La législation régissant la fabrication et la vente d'allumettes en Italie

4.
    Par décret royal n° 560 du 11 mars 1923 (ci-après le «décret royal»), le législateur italien a introduit un nouveau régime pour la fabrication et la vente d'allumettes en instituant un consortium de fabricants nationaux d'allumettes spécifiés, le Consorzio Industrie Fiammiferi (ci-après le «CIF» ou le «consortium»), et en lui confiant un monopole fiscal (en ce qui concerne la perception et le paiement d'une accise sur les allumettes) et un monopole commercial (relatif au droit exclusif de fabriquer et de vendre des allumettes pour le marché italien). En vertu de ce système, l'État était responsable de la fixation du prix de vente au détail des allumettes tandis que le CIF était responsable de la répartition des quotas de production entre ses membres.

5.
    Au fil du temps, ce régime a fait l'objet de modifications considérables, qui ont ouvert tant l'accès au consortium (en permettant l'adhésion de nouveaux membres, à la seule condition qu'ils aient obtenu une licence pour la fabrication d'allumettes) que le marché (en permettant à la fois la fabrication d'allumettes par des entreprises non-membres du consortium et les importations en provenance d'autres États membres). Toutefois, certains aspects importants du système subsistent.

6.
    En vertu de l'article 4 de la dernière version de la convention entre le CIF et l'État italien (2) (ci-après la «convention de 1992»), régissant le fonctionnement du consortium, les quotas de production doivent encore toujours être répartis entre les entreprises membres par une commission spéciale (ci-après la «commission visée à l'article 4»), nommée par le conseil d'administration du consortium. Cette commission, composée de trois représentants des entreprises membres et d'un représentant du consortium, est présidée par un fonctionnaire des Monopoli di Stato (ci-après l'«administration des monopoles d'État») et délibère à la majorité. Ses décisions sont communiquées, pour approbation, à l'administration des monopoles d'État. En outre, certaines opérations, y compris les cessions de quotas, doivent être communiquées, pour approbation, au ministère des Finances. Le statut du CIF prévoit que les quotas de production doivent être répartis «en tenant compte du pourcentage existant». Le respect de ces quotas est contrôlé par une autre commission (ci-après la «commission CIF»), composée de trois membres nommés par le conseil d'administration du consortium, qui propose, au début de chaque année, à la direction du consortium le programme de livraison d'allumettes par les membres du consortium.

7.
    La convention de 1992 n'a pas modifié de manière significative les aspects du système relatifs à la fixation des prix. Par décret-loi n° 331 du 30 août 1993 (3) (ci-après le «décret-loi n° 331»), le législateur italien a cependant adopté de nouvelles règles en matière d'accises et autres impôts indirects. L'article 29 de ce décret-loi prévoit que le fabricant et l'importateur sont directement redevables de l'accise. Selon la juridiction de renvoi, cette règle a supprimé le monopole fiscal du consortium. En ce qui concerne le monopole commercial, il semble qu'il ait été supprimé dès 1983, lorsque l'interdiction faite aux entreprises non-membres du consortium de fabriquer et de vendre des allumettes en Italie a été levée. La participation au consortium est cependant restée obligatoire au moins jusqu'à la suppression du monopole fiscal en 1993. Toutefois, les avis divergent quant au caractère obligatoire ou volontaire que revêtirait, même après cette date, l'appartenance au CIF pour les fabricants d'allumettes qui étaient déjà membres avant la fin du monopole fiscal.

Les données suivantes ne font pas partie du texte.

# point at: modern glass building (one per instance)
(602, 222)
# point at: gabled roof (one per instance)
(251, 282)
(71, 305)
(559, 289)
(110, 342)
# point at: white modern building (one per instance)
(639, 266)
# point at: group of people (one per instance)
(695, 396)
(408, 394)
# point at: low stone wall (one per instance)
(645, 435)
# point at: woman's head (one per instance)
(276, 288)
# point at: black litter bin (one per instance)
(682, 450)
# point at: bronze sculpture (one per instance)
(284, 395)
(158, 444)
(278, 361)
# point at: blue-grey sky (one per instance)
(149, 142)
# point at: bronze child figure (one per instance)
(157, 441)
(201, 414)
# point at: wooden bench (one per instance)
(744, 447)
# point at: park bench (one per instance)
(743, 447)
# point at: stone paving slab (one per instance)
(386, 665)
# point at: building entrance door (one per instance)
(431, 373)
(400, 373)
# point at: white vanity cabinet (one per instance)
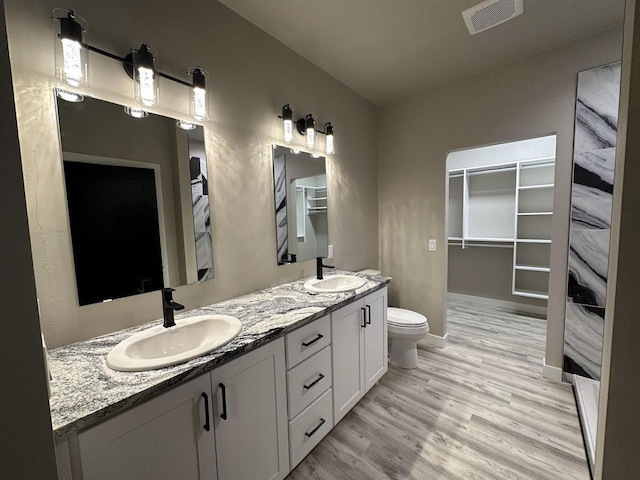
(250, 415)
(359, 350)
(162, 439)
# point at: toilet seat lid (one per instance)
(405, 318)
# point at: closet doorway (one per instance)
(499, 217)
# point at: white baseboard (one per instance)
(512, 306)
(431, 340)
(551, 372)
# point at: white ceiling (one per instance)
(390, 49)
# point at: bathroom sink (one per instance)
(334, 284)
(159, 347)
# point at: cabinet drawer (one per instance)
(306, 341)
(308, 381)
(308, 428)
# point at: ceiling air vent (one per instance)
(491, 13)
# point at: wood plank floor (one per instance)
(479, 409)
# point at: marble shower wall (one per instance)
(596, 130)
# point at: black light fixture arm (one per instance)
(301, 122)
(128, 64)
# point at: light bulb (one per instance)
(329, 148)
(199, 104)
(71, 54)
(311, 138)
(136, 112)
(287, 125)
(69, 96)
(147, 86)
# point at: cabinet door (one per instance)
(347, 337)
(250, 415)
(162, 439)
(375, 338)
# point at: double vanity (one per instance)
(252, 408)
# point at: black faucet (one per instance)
(320, 266)
(168, 307)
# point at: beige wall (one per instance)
(252, 76)
(528, 98)
(618, 421)
(26, 441)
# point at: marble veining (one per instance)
(86, 391)
(588, 264)
(592, 193)
(597, 108)
(584, 330)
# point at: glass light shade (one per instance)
(136, 112)
(71, 54)
(146, 81)
(329, 146)
(199, 105)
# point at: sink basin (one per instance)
(334, 284)
(159, 347)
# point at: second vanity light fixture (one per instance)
(305, 126)
(72, 67)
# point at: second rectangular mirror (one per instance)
(300, 192)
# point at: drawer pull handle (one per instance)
(322, 422)
(311, 342)
(207, 423)
(223, 415)
(320, 377)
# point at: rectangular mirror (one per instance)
(137, 198)
(300, 193)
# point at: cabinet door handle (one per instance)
(322, 422)
(207, 423)
(311, 342)
(223, 415)
(320, 377)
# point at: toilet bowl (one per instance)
(405, 329)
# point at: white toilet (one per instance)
(406, 328)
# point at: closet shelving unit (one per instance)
(508, 205)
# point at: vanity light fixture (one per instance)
(69, 96)
(306, 126)
(329, 146)
(287, 123)
(186, 125)
(199, 109)
(71, 55)
(136, 112)
(72, 66)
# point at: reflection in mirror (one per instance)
(137, 199)
(300, 188)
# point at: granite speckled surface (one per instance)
(85, 391)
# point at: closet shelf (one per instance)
(532, 240)
(533, 268)
(536, 187)
(531, 294)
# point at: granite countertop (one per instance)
(84, 391)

La décision de l'Autorità Garante

8.
    Avant 1996, l'Autorità Garante n'était compétente que pour appliquer le droit italien de la concurrence, à l'exclusion du droit communautaire de la concurrence. Toutefois, depuis l'entrée en vigueur de la loi n° 52 du 6 février 1996 (ci-après la «loi n° 52/1996»), elle est également habilitée à appliquer les articles 81, paragraphe 1, CE et 82 CE.

9.
    Saisie d'une plainte émanant d'un fabricant allemand d'allumettes qui arguait de difficultés à distribuer son produit sur le marché italien, l'Autorità Garante a ouvert une instruction en novembre 1998 en vue de vérifier si les articles 81 CE et 82 CE avaient été enfreints. L'objet de l'enquête a été élargi peu après pour couvrir notamment un accord intervenu entre le CIF et l'un des principaux fabricants européens d'allumettes, Swedish Match SA, en vertu duquel le CIF se serait engagé à acheter à Swedish Match SA une quantité d'allumettes correspondant à un quota déterminé à l'avance de la consommation nationale italienne.

10.
    Le 13 juillet 2000, l'autorité a pris sa décision finale. Elle a constaté que les comportements mis en oeuvre par les opérateurs présents sur le marché italien des allumettes, s'ils procédaient de manière plus ou moins directe du cadre juridique qui avait régi le secteur depuis le décret royal, étaient cependant également en partie le fruit de choix économiques autonomes.

11.
    Elle a dès lors distingué la participation au consortium des entreprises membres antérieure à l'entrée en vigueur du décret-loi n° 331 en 1994 et celle postérieure à cette date.

12.
    Après avoir relevé que ce décret ainsi que la convention de 1992 avaient éliminé de facto le monopole fiscal et le monopole commercial du consortium, l'autorité en a déduit que, à partir de 1994, la participation au CIF était non pas obligatoire mais volontaire (4) et que les comportements de ses membres devaient par conséquent être regardés comme étant le fruit de choix économiques autonomes dont lesdits membres pouvaient être tenus pour responsables.

13.
    En revanche, pour ce qui concerne la période antérieure à 1994, l'analyse était plus complexe. En limitant et en contrôlant la production et les débouchés sur le marché, le cadre juridique avait lui-même restreint la concurrence. En outre, en chargeant le CIF de répartir des quotas de production entre ses membres, il avait imposé au CIF la prise de décisions contraires à l'article 81, paragraphe 1, CE.

14.
    L'Autorità Garante a dès lors estimé que i) avant 1994, le cadre juridique, dans la mesure où il imposait la participation au consortium en vue de la production et de la vente d'allumettes en Italie, constituait une «couverture légale» («copertura legale») assurée à des comportements (du CIF et de ses membres) sinon interdits; que ii) ce cadre juridique devait être «laissé inappliqué par toute juridiction ou administration publique», puisqu'il était contraire aux articles 3, sous g), CE, 10 CE et 81, paragraphe 1, CE, et que iii) cette non-application «impliquerait» («implicherebbe») la suppression de la couverture légale.

15.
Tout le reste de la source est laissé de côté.